Food shortage forces hundreds of refugees back into Sudan
Publisher | Human Rights Watch |
Publication Date | 20 May 2014 |
Cite as | Human Rights Watch, Food shortage forces hundreds of refugees back into Sudan, 20 May 2014, available at: https://www.refworld.org/docid/537c5ba24.html [accessed 5 June 2023] |
Disclaimer | This is not a UNHCR publication. UNHCR is not responsible for, nor does it necessarily endorse, its content. Any views expressed are solely those of the author or publisher and do not necessarily reflect those of UNHCR, the United Nations or its Member States. |
Driven by hunger, hundreds of Sudanese refugees in South Sudan's Maban County have returned to Sudan's war-torn Blue Nile state in a desperate search for food.
"The present food crisis is a product of the insecurity that has been hampering humanitarian operations in many parts of the country," said Cosmas Chanda, UNHCR Representative in South Sudan, adding that up to 2,000 people had gone back across the border from camps affected by food shortages in Maban because of difficulty for UNHCR and its partners in moving aid in amid the current insecurity.
Chanda said he was concerned that the right of asylum would have little meaning if refugees had no food. "We are hopeful that the peace deal signed [on May 9] by President [Salva Kiir] and the leader of the opposition [Riek Machar] will make it possible to rapidly deliver adequate volumes of food by road to refugees and other vulnerable populations in Maban," he added.
In an interview this week with the BBC, President Kiir warned that South Sudan faced one of the "worst famines ever" unless the conflict, which has displaced hundreds of thousands, is ended. The 125,000 refugees in Maban County had fled to South Sudan to escape fighting in Sudan.
Refugees in Maban, like Momen Bashir, are resorting to desperate measures to find food, including forays into Sudan where the Sudanese armed forces continue to fight the rebel SPLM-North. Bashir recently travelled from Doro Refugee Camp to Yabus in the far south of Blue Nile state in the hope of finding employment to earn enough money to feed his family.
"Three days after I arrived in Yabus a bomb exploded," Bashir recalled, adding that he immediately fled back to South Sudan. "I risked my life. Yet I made only 20 [Sudanese] pounds, enough to buy a kilo of flour and a packet of salt."

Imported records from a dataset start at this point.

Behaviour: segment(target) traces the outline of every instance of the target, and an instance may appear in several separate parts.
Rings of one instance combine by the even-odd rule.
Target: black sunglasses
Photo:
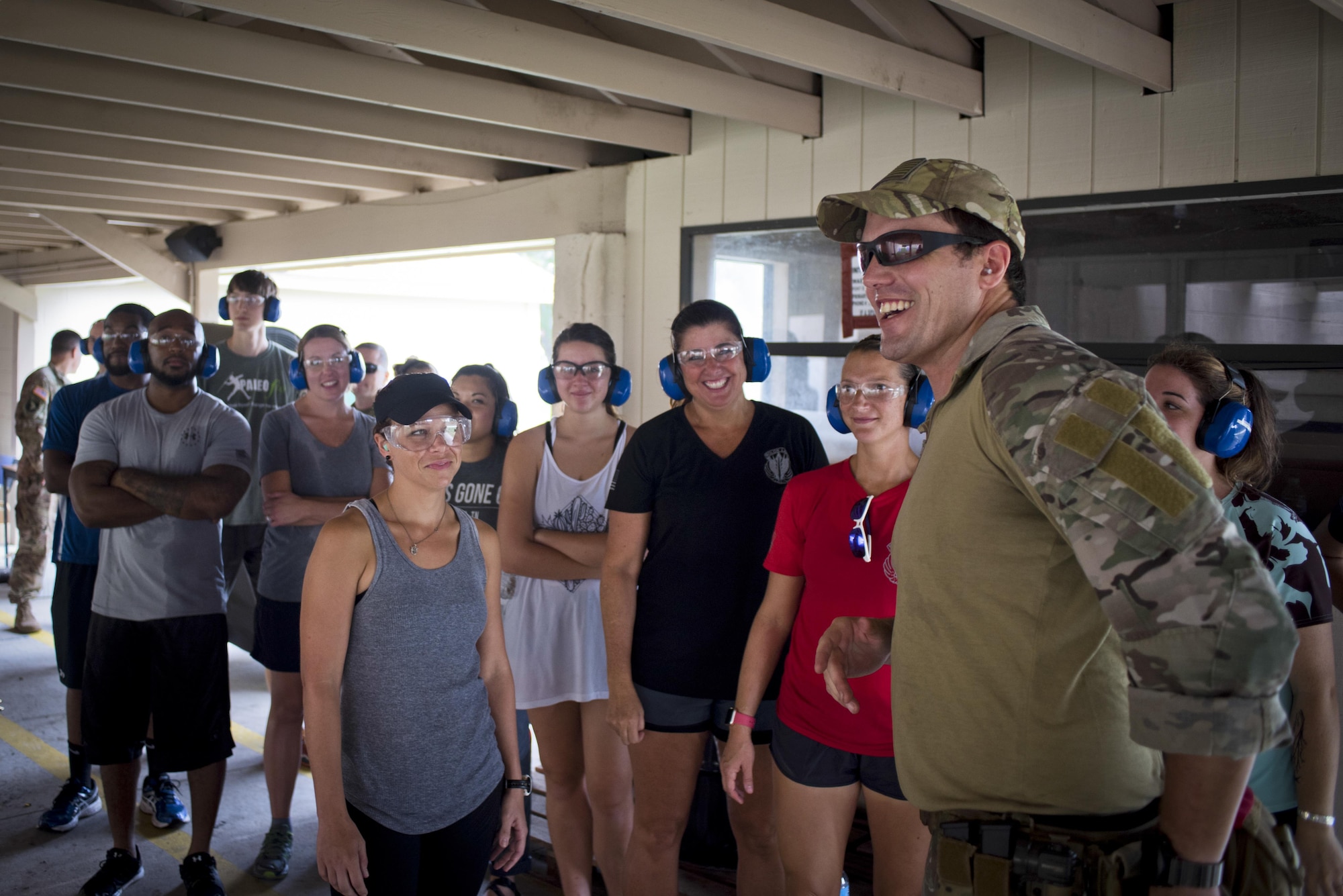
[[[858,259],[862,263],[862,270],[866,271],[874,258],[882,267],[890,267],[892,264],[913,262],[933,249],[940,249],[943,245],[959,245],[962,243],[986,245],[987,240],[979,240],[964,233],[943,233],[940,231],[890,231],[874,240],[858,243]]]

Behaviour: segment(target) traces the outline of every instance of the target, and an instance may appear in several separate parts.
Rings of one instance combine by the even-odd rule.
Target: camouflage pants
[[[42,586],[47,566],[47,519],[51,495],[42,484],[42,436],[19,432],[23,456],[19,459],[19,484],[13,499],[13,520],[19,528],[19,550],[9,566],[9,601],[17,604],[34,597]]]

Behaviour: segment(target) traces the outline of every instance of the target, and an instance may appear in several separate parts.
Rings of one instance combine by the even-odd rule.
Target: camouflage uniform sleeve
[[[990,353],[983,388],[1023,491],[1123,642],[1133,740],[1229,757],[1287,743],[1296,629],[1142,380],[1029,327]]]

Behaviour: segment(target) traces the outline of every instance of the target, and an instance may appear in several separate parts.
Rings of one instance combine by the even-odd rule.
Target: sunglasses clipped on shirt
[[[892,264],[913,262],[944,245],[960,245],[963,243],[987,245],[987,240],[966,236],[964,233],[890,231],[874,240],[858,243],[858,260],[862,264],[862,270],[866,271],[868,266],[872,264],[872,259],[877,259],[882,267],[890,267]]]
[[[872,562],[872,528],[868,526],[868,511],[876,495],[864,495],[849,511],[853,528],[849,530],[849,553],[861,557],[864,563]]]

With aid agencies unable to provide adequate quantities of food, the 30-year-old Bashir said he had felt that, as head of the household, he had to do something to help his family, including his wife, seven children, elderly mother and three aunts.
"As a man, it is my duty to feed my family," he stressed. "People are suffering. If you walk around the camp, you see they are becoming thinner and weaker," Bashir said, telling of a young mother whose weak and hungry child had died while she was out working as a water carrier for a restaurant in the camp.
Bashir's own young children stopped going to school some weeks ago. "I would walk them to school, and within the hour they would return home, unable to cope with learning on an empty stomach," he said, adding wistfully: "I did not have the heart to send them back. They are too young."
The young man said he was embarrassed that his 60-year old mother should spend her days weaving dried grass into mats, to sell at the market. He had hoped that his trip to Yabus would provide a solution, but now he is back where he started.
"We recognize the refugees' predicament," said Adan Ilmi, UNHCR's head of office in Maban County. "They depend largely on food assistance for their survival. We are leaving no stone unturned in the effort to bring food to Maban, including expanding the airstrip for C-130 aircraft to land."
UNHCR is also engaging the refugee leadership to discourage cross-border movements. "There is a constant risk of direct or indirect attack in Blue Nile state," Ilmi said, "and the threat of recruitment by fighting forces, including of children and youth, is ever present."